Il reste, au maximum, une ou deux décennies pour que la Kabylie recouvre son existence éternelle ou subit sa disparition tragique et définitive. A la vitesse où vont les événements politiques et l’idéologie arabo-islamo-ravageuse, les dirigeants de cette jungle, que l’on qualifie de pays appelé l’Algérie par l’administration coloniale française depuis 1839, n’ont qu’un seul objectif ; celui d’éliminer toute personne qui ne respire que par sa kabylité. Le but avoué des colons, des occupants, des envahisseurs d’après la guerre 1954-1962 n’est autre que celui de jeter la Kabylie ancestrale dans les poubelles de l’histoire.

Il ne leurs suffit pas de nous inculquer leur arabrutisation et leurs coraneries ; ils excellent, méthodiquement, dans leurs manières de vouloir nous effacer, une fois pour toutes, de cette terre qui nous appartient depuis des millénaires.

Certains lecteurs trouveront ce petit constat excessif et alarmant, et comme je l’espère, d’autres le trouveront pas assez percutant. Je suis un citoyen kabyle qui s’est permis, humblement, de s’adresser à ses compatriotes (imendiden) partout où ils sont dans le monde ; en tous cas à celles et à ceux qui feront tout et donneront tout pour que leurre chère Kabylie ne se retrouve pas dans le cimetière des identités disparues.

Nous voici avertis ! Si nous y allons trop vite nous risquons de nous casser le nez, « si nous y allons trop lentement nous risquons de ne pas y arriver », comme dit le parolier-écrivain Lhacene Ziani.

Nous sommes, donc, condamnés à avoir de la suite dans les idées et à être suffisamment imaginatifs pour trouver l’allure raisonnable.
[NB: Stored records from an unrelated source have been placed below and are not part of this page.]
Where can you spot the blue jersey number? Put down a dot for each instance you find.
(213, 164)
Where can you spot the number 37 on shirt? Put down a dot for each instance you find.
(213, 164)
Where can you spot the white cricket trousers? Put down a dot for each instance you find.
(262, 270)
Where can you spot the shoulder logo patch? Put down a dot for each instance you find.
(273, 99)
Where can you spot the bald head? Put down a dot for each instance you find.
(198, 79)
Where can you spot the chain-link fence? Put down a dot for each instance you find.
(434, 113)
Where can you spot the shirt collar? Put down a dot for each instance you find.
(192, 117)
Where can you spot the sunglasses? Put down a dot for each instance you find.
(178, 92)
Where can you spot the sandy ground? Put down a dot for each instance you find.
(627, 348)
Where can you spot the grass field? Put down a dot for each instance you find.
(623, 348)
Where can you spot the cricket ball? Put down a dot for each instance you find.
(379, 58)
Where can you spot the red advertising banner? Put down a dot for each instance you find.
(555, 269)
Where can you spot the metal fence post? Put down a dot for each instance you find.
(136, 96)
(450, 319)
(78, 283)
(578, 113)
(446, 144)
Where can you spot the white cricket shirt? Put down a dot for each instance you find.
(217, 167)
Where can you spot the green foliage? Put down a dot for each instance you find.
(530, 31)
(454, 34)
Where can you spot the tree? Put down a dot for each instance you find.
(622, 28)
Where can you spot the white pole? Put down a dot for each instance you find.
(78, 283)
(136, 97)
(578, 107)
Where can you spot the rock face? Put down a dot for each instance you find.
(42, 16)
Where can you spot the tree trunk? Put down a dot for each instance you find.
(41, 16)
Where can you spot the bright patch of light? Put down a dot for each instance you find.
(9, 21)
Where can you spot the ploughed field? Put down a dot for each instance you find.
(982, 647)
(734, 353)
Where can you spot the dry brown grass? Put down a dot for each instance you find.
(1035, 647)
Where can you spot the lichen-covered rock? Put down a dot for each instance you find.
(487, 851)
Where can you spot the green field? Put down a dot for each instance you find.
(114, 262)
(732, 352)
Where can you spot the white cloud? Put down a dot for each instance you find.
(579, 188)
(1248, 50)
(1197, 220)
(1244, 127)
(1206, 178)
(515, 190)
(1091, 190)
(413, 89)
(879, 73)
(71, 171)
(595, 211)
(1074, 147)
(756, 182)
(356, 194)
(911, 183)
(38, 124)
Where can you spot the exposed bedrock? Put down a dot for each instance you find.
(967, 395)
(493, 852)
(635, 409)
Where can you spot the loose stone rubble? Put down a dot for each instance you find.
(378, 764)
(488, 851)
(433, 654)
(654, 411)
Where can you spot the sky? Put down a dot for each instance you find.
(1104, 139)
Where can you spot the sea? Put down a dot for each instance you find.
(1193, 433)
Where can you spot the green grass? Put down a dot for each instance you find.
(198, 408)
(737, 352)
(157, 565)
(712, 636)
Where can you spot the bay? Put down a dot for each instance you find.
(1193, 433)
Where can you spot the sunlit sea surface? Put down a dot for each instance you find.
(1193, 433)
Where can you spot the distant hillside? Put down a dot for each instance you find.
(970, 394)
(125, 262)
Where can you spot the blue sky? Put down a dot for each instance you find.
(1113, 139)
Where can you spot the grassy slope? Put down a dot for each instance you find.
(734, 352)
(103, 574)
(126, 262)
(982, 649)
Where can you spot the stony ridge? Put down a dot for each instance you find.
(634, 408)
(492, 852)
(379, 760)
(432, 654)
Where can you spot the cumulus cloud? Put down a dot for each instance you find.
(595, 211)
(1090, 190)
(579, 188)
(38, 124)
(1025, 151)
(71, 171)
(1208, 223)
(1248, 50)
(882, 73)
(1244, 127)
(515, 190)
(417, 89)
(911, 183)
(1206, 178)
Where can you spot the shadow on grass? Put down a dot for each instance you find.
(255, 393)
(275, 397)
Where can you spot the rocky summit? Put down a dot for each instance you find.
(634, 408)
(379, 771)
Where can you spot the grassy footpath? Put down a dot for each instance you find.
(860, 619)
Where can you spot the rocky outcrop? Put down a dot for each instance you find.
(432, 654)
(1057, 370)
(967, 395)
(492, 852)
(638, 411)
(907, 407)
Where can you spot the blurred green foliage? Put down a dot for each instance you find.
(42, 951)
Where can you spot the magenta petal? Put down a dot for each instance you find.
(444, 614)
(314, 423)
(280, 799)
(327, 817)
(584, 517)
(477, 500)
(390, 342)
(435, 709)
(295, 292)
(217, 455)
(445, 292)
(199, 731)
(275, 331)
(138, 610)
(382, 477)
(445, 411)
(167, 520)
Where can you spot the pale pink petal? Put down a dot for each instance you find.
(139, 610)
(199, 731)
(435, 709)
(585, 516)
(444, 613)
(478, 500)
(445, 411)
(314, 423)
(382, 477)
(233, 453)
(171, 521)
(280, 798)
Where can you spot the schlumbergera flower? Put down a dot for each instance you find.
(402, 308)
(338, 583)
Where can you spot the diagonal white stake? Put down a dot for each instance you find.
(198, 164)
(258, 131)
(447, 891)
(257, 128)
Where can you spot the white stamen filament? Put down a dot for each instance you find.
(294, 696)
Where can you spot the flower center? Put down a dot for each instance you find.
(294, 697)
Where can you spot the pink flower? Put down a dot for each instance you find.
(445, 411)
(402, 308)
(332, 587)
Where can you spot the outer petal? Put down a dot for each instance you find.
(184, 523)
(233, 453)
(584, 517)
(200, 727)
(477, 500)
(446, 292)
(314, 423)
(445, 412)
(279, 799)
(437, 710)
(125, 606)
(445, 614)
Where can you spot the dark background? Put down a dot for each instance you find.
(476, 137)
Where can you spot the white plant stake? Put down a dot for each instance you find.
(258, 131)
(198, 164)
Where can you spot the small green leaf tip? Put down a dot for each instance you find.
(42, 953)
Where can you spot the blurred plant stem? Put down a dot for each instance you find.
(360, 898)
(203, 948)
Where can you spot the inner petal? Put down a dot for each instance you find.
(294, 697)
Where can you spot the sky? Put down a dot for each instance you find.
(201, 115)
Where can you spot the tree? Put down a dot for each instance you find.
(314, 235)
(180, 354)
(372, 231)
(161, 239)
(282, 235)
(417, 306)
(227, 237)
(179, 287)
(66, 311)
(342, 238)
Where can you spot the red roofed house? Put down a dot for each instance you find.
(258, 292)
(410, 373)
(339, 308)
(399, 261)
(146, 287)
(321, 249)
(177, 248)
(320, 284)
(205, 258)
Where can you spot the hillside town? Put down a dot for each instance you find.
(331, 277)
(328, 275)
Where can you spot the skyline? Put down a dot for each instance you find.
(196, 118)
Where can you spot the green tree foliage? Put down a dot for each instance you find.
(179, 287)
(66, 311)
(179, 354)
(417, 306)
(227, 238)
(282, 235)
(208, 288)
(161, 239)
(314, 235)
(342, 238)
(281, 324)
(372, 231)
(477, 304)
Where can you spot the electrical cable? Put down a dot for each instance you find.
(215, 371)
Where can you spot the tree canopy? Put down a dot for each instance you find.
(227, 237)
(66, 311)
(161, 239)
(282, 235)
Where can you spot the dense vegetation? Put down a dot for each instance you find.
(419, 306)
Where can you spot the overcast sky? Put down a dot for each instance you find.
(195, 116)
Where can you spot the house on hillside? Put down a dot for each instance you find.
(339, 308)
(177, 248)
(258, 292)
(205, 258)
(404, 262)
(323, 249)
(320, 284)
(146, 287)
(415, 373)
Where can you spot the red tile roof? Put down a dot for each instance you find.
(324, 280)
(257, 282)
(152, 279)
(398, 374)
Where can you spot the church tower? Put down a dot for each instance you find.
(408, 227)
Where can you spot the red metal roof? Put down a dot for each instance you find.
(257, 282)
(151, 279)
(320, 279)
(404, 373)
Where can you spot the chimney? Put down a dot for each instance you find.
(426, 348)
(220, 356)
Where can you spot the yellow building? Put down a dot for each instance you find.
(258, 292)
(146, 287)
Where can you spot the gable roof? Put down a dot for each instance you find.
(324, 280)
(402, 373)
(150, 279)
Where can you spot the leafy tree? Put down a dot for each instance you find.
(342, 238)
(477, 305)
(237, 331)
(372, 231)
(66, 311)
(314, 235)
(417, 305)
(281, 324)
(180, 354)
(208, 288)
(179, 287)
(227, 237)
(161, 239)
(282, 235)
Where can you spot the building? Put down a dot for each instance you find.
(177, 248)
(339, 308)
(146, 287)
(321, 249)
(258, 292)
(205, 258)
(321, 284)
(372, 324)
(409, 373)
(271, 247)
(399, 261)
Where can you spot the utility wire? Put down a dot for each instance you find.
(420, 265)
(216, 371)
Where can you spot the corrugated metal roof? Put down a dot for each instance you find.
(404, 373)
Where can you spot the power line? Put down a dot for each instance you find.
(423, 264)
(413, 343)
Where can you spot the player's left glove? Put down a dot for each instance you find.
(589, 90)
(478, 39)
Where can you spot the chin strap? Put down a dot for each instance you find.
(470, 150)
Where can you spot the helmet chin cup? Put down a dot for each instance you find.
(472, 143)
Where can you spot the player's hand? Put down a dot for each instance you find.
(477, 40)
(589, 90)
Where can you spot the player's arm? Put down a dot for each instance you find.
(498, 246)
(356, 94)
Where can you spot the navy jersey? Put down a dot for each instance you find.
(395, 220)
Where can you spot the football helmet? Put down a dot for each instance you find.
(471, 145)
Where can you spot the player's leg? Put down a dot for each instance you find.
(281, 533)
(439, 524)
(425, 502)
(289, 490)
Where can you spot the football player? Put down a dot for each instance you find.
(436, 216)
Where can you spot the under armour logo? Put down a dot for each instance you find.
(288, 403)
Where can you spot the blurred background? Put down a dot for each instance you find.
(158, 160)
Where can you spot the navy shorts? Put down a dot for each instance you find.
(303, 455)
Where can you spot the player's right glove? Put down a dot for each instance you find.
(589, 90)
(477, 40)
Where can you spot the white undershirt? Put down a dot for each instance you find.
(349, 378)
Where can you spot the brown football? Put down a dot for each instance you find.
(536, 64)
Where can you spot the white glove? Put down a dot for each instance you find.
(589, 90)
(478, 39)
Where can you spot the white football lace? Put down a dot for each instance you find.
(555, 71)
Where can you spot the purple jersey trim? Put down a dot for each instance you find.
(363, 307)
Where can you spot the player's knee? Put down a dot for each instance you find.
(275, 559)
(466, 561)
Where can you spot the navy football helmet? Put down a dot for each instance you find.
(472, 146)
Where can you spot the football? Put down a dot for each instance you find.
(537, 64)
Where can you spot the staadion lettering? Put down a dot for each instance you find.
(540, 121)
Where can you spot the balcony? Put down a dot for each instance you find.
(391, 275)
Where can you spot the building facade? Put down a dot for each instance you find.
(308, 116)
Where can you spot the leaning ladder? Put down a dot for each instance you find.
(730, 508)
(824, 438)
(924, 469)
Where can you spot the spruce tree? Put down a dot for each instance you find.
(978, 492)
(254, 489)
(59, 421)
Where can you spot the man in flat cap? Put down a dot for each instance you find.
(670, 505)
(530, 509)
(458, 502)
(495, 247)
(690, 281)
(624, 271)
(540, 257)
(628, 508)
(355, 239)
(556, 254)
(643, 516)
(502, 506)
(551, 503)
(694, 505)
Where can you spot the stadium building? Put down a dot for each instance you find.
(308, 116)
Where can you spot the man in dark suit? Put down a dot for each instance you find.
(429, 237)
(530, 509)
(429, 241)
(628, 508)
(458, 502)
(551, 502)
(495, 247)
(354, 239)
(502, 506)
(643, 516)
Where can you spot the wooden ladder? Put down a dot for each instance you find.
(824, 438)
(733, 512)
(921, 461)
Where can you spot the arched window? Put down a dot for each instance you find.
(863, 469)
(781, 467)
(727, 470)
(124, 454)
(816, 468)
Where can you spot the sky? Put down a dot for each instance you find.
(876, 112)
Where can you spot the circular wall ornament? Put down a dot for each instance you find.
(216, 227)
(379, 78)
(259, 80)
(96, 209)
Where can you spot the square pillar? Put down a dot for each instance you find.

Le pouvoir colonial d’Alger n’a qu’un rêve, celui d’éliminer toute trace de notre kabylité, et son songe est, naturellement, notre cauchemar. Toutes et tous, comme vous êtes, vous êtes en droit de me répliquer : Que peut-on faire, que doit-on faire ?

Pour sauver notre identité kabyle, nous devons toutes et tous en faire un vrai sujet permanent et sensibiliser autour de nous ; nous devons convaincre les kabyles à se préparer au référendum sur l’autodétermination de notre pays kabyle, voire les préparer à d’autres éventualités qui nécessiteraient un plan B.

Soyons méfiants et vigilants, même si nous parvenons à organiser notre référendum, il faut se dire que rien n’est gagné d’avance. D’où la nécessité d’expliquer à nos compatriotes, de quelle croyance ou incroyance qu’ils soient, que la seule vraie richesse de l’homme, c’est sa liberté. Oui chers compatriotes, l’indépendance de notre très chère Kabylie est un impératif absolu qui nous sauvera toutes et tous d’une mort sure et programmée, morsure du serpent vénéneux arabo-islamo-baathiste.

Si le vœu des nouveaux colons devait se réaliser, comme ils le souhaitent, vous avez toutes et tous compris que la Kabylie n’existera plus. Les Kabyles qui se font humilier dans les casernes, dans les corps constitués ont compris, à leurs dépens, les enjeux mais n’osent toujours pas lever le petit doigt. Jusqu’à quand ? Et c’est peut-être dans cinq mille ans que le Kabyle errant, une fois que le monde occidental aura décidé d’en finir avec la vermine arabo-islamique, retrouvera sa terre ancestrale et dira : enfin j’ai une patrie ! Sommes-nous incapables, ici et maintenant, de dire : enfin nous avons une patrie souveraine.

Attention ! Attention ! Attention… L’obscurantisme est un long fleuve tranquille qui s’agite très régulièrement.